3. As novas gerações de historiadores da ciência brasileiros. Nosso País conta hoje com um número crescente de programas de pós-graduação de caráter interdisciplinar. No caso específico da História da Ciência, há diversos cursos de mestrado e doutorado, muito bem avaliados pela Capes, que possuem essa natureza. Vários deles oferecem diplomas que envolvem o termo "História da Ciência", mas junto com expressões como "Ensino de Ciências", "Epistemologia" e outras. Ainda há casos de programas de pós-graduação interdisciplinares em que a palavra "História" não consta no título, mas em que se encontram fortes linhas de pesquisa em História da Ciência (e, de modo mais geral, há programas disciplinares, em áreas como a Arquitetura ou a Pedagogia, por exemplo, que há décadas formam excelentes historiadores da Arte ou da Educação).
É extremamente preocupante, para a SBHC, como esses profissionais serão tratados. Nos termos do PL 368, quem decidirá se os seus diplomas são aceitáveis para o registro profissional? A insegurança jurídica que será causada deve necessariamente ser prevenida desde já. Assim, instamos a ANPUH a apoiar a inclusão, no texto legal, de um mecanismo de acreditação de cursos de pósgraduação que possuam linhas de pesquisa ou áreas de concentração compatíveis com a formação histórica que todos desejamos. Esse mecanismo pode exigir a criação de um conselho profissional, tema que sabemos ser divisivo, mas trata-se do preço necessário para o justo reconhecimento de que a profissionalização em História também é adquirida em espaços interdisciplinares (ou naqueles em que, ainda que ligados a outras disciplinas, existe reconhecida tradição de pesquisa histórica).
4. As atribuições dos historiadores. Preocupa-nos, por fim, que o PL 368 (e, neste caso, também os projetos paralelos da Câmara) apresente como "atribuições do Historiador" (artigo 4º) atividades e tarefas que podem ser vistas, também, como competências de outras categorias profissionais, como museólogos, jornalistas, arquivistas, bibliotecários e outros.

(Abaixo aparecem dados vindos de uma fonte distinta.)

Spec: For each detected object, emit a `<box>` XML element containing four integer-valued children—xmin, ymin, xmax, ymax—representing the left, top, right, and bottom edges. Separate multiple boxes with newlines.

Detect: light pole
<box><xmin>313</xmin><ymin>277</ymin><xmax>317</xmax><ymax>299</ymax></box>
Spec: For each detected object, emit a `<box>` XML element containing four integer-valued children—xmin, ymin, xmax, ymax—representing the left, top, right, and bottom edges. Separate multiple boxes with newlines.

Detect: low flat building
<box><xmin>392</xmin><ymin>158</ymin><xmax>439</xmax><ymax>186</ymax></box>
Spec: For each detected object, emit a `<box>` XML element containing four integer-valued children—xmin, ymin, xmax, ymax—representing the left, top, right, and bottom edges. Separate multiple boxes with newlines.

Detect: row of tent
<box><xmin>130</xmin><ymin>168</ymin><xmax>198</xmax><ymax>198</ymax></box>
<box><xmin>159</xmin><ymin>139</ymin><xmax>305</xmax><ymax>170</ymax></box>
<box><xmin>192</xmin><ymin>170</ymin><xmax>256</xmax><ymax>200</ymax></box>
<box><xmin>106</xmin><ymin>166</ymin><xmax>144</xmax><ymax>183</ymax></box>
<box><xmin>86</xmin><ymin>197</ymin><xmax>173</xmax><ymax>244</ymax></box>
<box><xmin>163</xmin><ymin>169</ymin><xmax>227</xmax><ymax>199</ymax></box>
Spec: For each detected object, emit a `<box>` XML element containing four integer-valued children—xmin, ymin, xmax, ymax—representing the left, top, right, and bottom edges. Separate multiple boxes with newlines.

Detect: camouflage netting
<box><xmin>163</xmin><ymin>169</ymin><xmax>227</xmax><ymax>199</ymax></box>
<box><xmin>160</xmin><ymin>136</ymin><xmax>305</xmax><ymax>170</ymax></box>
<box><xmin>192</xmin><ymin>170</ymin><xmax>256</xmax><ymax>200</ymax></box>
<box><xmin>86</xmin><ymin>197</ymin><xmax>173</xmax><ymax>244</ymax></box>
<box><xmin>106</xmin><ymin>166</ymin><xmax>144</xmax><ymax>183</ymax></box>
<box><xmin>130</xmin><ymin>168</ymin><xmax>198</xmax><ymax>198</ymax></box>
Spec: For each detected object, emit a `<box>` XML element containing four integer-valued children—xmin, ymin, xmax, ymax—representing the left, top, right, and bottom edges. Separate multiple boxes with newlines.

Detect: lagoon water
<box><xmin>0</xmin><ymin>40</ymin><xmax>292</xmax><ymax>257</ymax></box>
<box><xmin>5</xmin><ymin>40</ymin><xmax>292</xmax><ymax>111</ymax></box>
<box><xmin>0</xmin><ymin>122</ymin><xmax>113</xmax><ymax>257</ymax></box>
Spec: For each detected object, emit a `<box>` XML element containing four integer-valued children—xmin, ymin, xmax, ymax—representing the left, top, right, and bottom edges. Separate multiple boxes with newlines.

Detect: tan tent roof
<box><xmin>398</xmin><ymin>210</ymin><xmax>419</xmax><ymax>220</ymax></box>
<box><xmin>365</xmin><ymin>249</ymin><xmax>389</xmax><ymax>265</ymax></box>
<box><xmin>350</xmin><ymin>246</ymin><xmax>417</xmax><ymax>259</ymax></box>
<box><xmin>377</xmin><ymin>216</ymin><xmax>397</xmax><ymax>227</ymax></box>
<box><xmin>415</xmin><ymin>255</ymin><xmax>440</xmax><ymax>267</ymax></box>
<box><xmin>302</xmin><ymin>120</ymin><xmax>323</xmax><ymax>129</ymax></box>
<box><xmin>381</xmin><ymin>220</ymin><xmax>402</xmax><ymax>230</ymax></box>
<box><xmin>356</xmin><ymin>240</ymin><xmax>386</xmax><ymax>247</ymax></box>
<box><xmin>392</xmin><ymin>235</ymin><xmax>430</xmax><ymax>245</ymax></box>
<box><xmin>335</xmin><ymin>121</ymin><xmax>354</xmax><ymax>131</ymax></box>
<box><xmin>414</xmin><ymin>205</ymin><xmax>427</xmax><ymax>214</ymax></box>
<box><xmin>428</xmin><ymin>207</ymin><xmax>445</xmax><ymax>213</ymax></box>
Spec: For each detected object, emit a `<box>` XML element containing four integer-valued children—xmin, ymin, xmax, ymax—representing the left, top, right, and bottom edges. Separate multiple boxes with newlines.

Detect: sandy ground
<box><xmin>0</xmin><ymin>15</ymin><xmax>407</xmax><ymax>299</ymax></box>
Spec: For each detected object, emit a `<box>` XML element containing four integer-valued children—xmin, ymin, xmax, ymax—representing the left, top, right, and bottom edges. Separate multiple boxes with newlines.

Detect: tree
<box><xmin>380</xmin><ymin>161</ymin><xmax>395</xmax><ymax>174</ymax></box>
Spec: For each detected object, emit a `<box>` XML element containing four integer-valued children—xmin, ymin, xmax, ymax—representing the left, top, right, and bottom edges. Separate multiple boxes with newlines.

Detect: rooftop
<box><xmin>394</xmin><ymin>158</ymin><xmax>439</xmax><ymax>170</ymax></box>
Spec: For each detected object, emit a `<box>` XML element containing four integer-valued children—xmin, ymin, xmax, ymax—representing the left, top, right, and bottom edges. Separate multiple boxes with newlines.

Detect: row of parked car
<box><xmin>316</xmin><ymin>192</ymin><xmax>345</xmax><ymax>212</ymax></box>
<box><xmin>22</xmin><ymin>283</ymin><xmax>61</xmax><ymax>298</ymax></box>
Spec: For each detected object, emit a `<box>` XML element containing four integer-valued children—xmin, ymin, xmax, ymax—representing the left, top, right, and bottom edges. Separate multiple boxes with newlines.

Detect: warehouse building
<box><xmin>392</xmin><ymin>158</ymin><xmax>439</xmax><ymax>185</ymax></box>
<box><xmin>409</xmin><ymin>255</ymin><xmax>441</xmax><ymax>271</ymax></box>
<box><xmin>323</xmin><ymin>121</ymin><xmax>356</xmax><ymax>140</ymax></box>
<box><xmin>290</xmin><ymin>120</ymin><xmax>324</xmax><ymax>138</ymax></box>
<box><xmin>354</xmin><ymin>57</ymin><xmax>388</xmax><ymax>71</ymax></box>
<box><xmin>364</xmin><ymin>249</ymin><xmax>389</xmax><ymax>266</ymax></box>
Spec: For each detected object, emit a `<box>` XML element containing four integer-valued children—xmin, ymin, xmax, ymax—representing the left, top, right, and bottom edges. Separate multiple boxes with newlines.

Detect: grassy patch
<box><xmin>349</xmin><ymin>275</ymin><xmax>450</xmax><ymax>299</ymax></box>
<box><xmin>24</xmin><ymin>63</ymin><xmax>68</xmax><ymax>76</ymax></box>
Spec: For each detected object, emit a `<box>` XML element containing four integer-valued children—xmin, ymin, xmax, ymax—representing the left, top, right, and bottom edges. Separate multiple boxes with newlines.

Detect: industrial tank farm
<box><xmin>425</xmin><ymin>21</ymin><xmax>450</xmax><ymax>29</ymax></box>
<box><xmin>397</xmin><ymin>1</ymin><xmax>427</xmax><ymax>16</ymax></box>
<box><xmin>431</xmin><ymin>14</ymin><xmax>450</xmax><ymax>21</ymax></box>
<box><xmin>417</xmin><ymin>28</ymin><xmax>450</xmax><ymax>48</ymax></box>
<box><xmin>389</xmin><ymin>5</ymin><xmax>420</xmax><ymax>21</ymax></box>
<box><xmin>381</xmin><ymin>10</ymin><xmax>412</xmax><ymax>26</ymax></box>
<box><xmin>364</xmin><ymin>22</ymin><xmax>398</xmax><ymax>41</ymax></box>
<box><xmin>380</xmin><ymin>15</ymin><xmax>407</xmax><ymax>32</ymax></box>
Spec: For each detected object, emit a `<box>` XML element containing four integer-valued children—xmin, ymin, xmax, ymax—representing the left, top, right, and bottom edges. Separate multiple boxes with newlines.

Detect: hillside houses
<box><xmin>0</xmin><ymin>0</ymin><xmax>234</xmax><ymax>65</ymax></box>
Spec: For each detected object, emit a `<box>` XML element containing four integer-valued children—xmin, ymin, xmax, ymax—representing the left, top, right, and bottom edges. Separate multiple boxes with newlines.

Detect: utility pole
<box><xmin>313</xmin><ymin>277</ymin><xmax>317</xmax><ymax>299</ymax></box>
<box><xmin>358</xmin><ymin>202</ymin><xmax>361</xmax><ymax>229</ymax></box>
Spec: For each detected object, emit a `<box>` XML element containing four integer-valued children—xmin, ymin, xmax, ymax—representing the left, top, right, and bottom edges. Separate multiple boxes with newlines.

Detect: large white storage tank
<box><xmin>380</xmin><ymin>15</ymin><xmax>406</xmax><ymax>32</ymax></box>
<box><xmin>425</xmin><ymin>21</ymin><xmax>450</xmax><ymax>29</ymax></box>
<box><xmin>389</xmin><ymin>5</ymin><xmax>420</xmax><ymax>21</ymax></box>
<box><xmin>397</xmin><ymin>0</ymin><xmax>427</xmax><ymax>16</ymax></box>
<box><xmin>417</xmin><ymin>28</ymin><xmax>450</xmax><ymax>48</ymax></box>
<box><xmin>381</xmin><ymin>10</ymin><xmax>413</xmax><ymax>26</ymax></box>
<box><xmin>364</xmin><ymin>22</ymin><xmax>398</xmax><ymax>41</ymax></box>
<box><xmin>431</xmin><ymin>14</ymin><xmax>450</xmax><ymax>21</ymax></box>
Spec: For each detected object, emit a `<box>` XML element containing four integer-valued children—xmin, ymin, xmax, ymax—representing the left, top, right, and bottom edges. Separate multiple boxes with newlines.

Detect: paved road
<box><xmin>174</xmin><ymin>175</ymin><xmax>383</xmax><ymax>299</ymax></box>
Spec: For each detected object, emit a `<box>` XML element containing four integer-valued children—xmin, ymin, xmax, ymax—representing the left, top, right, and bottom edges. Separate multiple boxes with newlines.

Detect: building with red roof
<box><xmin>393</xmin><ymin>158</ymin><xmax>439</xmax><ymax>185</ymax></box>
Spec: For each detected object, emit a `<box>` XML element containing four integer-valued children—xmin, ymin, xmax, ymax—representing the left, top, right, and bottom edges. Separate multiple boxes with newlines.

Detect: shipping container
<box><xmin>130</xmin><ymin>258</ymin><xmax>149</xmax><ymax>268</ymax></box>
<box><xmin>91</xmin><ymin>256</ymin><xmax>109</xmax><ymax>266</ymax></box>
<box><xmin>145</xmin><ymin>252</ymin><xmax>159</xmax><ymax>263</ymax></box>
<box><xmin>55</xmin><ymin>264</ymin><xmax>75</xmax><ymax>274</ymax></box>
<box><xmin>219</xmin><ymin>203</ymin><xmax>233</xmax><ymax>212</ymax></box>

Cabe, ainda, perguntar quais os limites dos seguintes termos, que são empregados no texto: "temas de História", "serviços de documentação e informação histórica" e "temas históricos". Haverá necessidade de estipular um marco cronológico para designar quando um "tema" ou uma "informação" deva ser considerado "histórico"?
O PL 368 também estipula a obrigatoriedade de contratação de historiadores pelas "entidades que prestam serviços em História", mas não define o significado dessas atividades - basicamente, por confundir campo de conhecimento com mercado de trabalho. Consideramos que cabe a todos nós historiadores, em movimento coordenado pela ANPUH, uma reflexão mais aprofundada sobre as possíveis interpretações de termos tão vagos, tendo em mente que, nas nossas próprias fileiras, a definição teórica e epistemológica do "objeto da História" é saudavelmente polêmica e contestada.
Por todo o exposto, e no espírito da mais genuína colaboração, a SBHC pede à ANPUH atenção às preocupações que legitimamente apontamos, e aos mecanismos de superação que propomos. Gostaríamos de buscar os ajustes ao texto legal conjuntamente com a entidade, no âmbito da Câmara dos Deputados, e não em oposição a ela. Sabemos que seu apoio à regulamentação da profissão, ela própria uma bandeira histórica, não tem como objetivo arvorar uma certa categoria profissional em "dona do passado", mas sim contribuir para o bem público e fazer valer direitos. Essas importantes tarefas se esvaziam de significado, porém, se a lei - e o público - não reconhecer que inúmeros historiadores não são menos profissionais que outros por não portarem um diploma específico, e se esses mesmos historiadores, que a justo título merecem essa denominação, não tiverem seus próprios direitos equiparados aos dos diplomados.